August 22 at Lavra Art Gallery
the Blue Monday exhibition of artists Roman Mykhaylov, APL315 and Boris Kashapov will open. Blue Monday is the pseudo-scientific name for the saddest day of the year and the longest song in the history of the British charts. Usually in English, the word 'blue' means sadness and despair. Sad Monday symbolizes seasonal longing, which is most acutely felt after weekends and vacations. The concept of Blue Monday is also popular in the club culture, when after violent fun, alcohol and drugs comes a hangover and a sense of devastation.
Artists consider this phenomenon not as a transition from an elevated mood to a decline, but as two poles that exist simultaneously. The aggravated state of society and stress increase the demand for fun. More and more raves are being held, new bars are opening, narcotic substances are becoming available to every student. Thus, consciousness looks for an opportunity to resist the unwanted reality.

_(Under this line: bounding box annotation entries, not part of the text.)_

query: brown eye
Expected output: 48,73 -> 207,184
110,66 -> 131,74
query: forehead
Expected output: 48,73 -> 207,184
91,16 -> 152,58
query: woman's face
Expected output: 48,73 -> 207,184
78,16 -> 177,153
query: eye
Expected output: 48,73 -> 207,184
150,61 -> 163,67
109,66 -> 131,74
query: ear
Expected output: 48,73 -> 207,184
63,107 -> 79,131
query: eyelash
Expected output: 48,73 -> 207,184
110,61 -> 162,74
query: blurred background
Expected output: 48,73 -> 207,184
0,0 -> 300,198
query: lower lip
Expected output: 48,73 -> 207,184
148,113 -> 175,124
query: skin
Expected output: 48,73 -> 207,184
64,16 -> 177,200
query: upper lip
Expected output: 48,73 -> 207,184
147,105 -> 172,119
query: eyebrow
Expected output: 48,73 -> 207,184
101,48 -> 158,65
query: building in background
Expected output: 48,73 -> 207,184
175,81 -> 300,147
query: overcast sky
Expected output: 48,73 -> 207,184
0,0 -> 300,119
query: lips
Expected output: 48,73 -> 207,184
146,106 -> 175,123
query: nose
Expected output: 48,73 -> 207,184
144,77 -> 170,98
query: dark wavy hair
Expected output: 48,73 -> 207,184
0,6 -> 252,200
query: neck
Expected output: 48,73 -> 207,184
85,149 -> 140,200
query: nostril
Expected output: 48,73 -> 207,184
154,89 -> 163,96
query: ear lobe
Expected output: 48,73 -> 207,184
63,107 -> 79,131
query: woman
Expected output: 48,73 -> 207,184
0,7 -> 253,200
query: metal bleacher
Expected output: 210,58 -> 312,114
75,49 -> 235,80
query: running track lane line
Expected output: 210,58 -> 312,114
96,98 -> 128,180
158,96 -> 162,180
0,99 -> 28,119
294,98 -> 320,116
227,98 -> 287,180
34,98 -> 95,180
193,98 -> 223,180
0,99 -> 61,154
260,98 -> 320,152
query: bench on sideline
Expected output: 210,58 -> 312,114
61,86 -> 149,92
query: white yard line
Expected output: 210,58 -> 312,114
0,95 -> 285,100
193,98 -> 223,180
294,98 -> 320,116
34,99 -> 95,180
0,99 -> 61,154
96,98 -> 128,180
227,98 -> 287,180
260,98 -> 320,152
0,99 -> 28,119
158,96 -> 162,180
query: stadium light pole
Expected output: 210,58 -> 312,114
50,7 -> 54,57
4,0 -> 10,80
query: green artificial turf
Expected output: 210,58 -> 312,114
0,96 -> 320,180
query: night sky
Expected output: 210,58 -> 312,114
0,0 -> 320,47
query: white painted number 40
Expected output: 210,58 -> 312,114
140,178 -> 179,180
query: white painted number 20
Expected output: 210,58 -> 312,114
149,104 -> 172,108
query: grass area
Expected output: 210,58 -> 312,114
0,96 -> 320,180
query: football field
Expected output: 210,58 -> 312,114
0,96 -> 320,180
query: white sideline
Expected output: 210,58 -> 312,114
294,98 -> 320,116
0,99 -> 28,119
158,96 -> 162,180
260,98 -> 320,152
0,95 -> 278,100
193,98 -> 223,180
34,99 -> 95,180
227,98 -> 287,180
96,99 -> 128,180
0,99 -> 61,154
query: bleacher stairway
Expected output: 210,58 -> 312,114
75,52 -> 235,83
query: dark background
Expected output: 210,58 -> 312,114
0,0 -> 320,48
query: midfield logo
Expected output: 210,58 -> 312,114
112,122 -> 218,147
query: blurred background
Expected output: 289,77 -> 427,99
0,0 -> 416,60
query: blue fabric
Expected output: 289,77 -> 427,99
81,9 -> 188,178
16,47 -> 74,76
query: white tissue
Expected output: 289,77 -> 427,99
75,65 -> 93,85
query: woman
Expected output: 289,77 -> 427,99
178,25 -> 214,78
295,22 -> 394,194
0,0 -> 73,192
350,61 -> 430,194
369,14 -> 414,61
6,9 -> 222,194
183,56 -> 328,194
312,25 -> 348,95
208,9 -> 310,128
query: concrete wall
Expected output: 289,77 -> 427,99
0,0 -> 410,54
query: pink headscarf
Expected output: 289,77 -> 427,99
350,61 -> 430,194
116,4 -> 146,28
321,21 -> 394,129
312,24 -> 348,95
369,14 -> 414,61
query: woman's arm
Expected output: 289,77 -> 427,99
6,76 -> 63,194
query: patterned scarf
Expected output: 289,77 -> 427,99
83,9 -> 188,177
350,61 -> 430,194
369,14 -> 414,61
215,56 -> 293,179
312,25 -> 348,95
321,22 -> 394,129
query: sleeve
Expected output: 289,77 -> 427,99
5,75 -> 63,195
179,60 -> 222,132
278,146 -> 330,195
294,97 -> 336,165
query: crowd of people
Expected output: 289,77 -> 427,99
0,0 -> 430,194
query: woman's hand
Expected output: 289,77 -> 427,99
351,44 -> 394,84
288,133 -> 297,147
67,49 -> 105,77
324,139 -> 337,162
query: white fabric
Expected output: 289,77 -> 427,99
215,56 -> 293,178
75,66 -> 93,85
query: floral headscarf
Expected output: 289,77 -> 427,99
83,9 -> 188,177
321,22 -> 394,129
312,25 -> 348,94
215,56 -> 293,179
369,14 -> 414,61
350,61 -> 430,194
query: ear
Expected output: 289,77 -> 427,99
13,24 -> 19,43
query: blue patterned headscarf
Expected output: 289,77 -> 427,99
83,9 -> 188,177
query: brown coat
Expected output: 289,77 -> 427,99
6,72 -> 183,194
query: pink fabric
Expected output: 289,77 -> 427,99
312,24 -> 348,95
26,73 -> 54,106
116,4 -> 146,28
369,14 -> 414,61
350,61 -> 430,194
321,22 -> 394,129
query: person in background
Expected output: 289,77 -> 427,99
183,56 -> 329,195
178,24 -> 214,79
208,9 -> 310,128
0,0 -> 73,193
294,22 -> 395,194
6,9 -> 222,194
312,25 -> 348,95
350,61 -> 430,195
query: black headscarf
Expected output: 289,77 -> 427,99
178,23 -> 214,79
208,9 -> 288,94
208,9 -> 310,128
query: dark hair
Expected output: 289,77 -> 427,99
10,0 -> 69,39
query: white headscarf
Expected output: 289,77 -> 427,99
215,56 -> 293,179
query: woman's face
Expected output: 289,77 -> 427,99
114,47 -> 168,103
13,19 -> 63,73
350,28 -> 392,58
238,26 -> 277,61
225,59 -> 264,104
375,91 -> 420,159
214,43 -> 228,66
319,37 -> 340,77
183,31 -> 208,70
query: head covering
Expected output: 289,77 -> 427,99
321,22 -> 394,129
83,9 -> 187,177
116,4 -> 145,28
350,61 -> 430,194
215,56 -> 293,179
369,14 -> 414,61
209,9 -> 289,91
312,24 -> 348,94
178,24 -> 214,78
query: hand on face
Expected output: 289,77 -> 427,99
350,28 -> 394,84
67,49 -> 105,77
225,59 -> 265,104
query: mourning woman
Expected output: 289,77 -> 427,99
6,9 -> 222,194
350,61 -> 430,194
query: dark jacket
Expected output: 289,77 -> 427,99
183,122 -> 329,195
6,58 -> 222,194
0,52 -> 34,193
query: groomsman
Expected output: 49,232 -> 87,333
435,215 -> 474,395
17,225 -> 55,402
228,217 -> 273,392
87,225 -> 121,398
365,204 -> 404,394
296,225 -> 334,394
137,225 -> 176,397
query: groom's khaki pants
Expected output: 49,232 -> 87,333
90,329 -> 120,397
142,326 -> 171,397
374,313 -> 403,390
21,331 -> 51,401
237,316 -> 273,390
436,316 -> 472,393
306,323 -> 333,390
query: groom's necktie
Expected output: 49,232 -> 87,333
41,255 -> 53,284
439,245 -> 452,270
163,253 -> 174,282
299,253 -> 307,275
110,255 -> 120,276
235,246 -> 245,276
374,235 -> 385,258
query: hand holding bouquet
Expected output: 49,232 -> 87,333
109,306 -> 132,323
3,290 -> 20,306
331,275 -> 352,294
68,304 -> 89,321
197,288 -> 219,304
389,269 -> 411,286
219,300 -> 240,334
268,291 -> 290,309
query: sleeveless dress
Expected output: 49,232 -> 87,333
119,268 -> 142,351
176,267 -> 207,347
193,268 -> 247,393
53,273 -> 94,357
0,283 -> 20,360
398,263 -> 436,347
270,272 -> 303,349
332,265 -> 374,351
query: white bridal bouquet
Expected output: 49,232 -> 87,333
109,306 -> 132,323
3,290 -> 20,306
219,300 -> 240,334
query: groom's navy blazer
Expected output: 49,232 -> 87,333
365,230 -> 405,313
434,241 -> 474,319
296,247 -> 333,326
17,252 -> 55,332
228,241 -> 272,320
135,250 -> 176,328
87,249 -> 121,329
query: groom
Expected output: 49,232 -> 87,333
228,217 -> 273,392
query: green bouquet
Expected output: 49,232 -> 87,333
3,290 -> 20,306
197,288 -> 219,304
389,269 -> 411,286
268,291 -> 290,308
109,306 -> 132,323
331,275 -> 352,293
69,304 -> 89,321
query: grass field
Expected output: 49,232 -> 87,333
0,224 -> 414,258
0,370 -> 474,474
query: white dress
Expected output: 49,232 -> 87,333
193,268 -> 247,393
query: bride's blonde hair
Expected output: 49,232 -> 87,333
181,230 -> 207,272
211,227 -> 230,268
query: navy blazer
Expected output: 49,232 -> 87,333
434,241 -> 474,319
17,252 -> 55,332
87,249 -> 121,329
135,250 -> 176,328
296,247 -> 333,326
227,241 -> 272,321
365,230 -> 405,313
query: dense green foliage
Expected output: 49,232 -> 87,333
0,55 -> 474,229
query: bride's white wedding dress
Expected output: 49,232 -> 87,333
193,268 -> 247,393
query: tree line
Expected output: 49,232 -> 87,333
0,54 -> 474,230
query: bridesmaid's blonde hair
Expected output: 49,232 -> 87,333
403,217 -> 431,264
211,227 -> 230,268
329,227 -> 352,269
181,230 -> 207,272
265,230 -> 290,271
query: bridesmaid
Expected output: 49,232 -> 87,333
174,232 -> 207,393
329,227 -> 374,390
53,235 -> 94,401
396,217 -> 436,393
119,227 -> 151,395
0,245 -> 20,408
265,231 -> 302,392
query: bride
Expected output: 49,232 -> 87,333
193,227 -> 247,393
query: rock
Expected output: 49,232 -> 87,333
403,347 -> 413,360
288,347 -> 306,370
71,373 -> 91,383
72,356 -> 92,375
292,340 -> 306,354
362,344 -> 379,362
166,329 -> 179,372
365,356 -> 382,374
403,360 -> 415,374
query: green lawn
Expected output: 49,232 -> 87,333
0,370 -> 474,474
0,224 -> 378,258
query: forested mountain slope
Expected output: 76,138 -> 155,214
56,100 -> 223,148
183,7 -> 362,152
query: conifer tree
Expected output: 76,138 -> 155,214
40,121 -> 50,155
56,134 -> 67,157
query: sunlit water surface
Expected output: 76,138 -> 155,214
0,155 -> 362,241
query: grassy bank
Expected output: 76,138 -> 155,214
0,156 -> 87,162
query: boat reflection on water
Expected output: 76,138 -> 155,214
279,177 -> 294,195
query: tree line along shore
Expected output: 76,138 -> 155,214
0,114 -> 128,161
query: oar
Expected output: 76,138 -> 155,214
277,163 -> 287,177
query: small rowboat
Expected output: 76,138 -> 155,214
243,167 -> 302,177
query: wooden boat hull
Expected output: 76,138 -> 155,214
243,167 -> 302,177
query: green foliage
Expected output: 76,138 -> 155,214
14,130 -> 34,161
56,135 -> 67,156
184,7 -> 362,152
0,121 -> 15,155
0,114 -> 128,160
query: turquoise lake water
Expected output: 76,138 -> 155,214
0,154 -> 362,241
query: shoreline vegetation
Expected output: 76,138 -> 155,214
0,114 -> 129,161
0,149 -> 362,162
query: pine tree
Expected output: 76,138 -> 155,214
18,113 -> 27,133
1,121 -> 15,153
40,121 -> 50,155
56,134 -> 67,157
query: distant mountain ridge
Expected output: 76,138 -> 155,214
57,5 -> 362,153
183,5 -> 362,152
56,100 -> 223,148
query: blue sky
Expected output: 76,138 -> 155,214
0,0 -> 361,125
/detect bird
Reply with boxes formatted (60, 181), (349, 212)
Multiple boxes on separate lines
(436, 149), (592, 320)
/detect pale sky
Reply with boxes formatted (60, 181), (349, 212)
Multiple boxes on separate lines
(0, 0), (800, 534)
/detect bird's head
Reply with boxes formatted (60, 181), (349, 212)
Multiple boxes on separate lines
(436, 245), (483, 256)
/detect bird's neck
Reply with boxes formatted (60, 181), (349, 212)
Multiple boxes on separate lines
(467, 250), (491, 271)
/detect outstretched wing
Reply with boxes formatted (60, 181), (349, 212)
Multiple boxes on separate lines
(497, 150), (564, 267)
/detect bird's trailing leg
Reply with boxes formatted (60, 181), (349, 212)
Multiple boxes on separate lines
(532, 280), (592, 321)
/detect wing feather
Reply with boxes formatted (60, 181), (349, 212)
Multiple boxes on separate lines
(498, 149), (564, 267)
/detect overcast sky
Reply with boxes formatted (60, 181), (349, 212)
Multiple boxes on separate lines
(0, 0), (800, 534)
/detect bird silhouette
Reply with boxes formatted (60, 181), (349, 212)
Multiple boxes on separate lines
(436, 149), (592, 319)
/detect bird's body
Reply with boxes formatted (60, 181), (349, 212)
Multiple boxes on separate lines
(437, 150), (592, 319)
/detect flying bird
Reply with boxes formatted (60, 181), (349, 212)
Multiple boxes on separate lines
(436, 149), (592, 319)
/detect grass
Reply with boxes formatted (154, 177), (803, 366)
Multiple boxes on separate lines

But any party always ends and a person finds himself in the same situation again. Sad Monday awaits at every turn.
The exhibition will present graphics by Boris Kashapov, painting and two large-scale murals by Roman Mykhaylov and APL315, created in the courtyard of the Lavra Gallery. Street culture is close to both of them. Graffiti, with their inherent naivety and irony, became for them the most honest form of expression. The graffiti of APL315 resemble drawings from Spain's Basinete cave. Since prehistoric times, battle scenes remain the truest picture of reality. In contrast, Mikhailov's paintings stand out - psychedelic emoticons, which can justifiably become a symbol of modernity. Being between them, there is a chance to catch the moment of transition from fun to harsh everyday life. The Blue Monday exhibition is about transitional states that flow sharply into each other, and which a modern person experiences every day.